GAZ LAMBASI
ŞÜKRAN YARGI
SAYFA | 270 |
ISBN | 978-625-76301-2-2 |
Dünyada yaşamış ve yaşamakta olan her insanın hayatının her günü ve her anı bir öyküdür aslında. Kimi öyküsünü yazmaz, yazmaya ve yaşamaya değer bulmaz, kimi, bir öykü tadında olduğunun farkında bile değildir yaşamın sayılı olan günlerinin, kimi de farkındadır yaşamın her gününün ve anının değerli olduğunun, oturur yazar öykülerini, bulunduğu yerden yıllar sonrasına taşır. Hayatın her gününe önem vererek bakanların öykülerinden bir demet sunalım size o vakit. Mademki insan ömrü kısa ve sınırlı, dünyanın bütün güzelliklerinin hepsini gezip görmeyi mümkün kılmıyor, siz de okuyun bu öyküleri de okuyarak beyninizi gezdirin acısıyla, tatlısıyla, mutlu mutsuz gün ve anlarıyla dünya yaşanmışlıklarının güzelliklerinden kesitlerin sunulduğu bu öykülerde. Kimlerin öyküleri mi bu öyküler? Senin, benim hepimizin öyküleri. Nasıl öyküler mi? Girişi, serim ve düğüm bölümü masa başında kurgulanmış, bilindik öyküler değil. İç Anadolu’nun kendi halindeki bir kasabasından çıkıp, başkentte uzun yıllar ekmek parası kazanarak ustalaşmış, hatta Almanya’nın bir şehrinde de beş yıl gurbetçi kardeşlerin çileleriyle de hemhal olmuş bir insanın yaşanmışlıklarının öyküleri.
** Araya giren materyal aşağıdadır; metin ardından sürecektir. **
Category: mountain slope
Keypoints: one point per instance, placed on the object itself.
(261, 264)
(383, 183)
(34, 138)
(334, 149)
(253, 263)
Hepimizin okurken kendini de içinde buluvereceği öyküler. Anlatımı deyim ve atasözlerimizle örülmüş, yaşanmışlıkları parmağınızı uzatınca değivereceğimiz denli size yakın, ana sütümüz kadar saf, temiz, bizim ve bize has yaşanmışlıkların öyküleri, yani bizim öykülerimiz bunlar.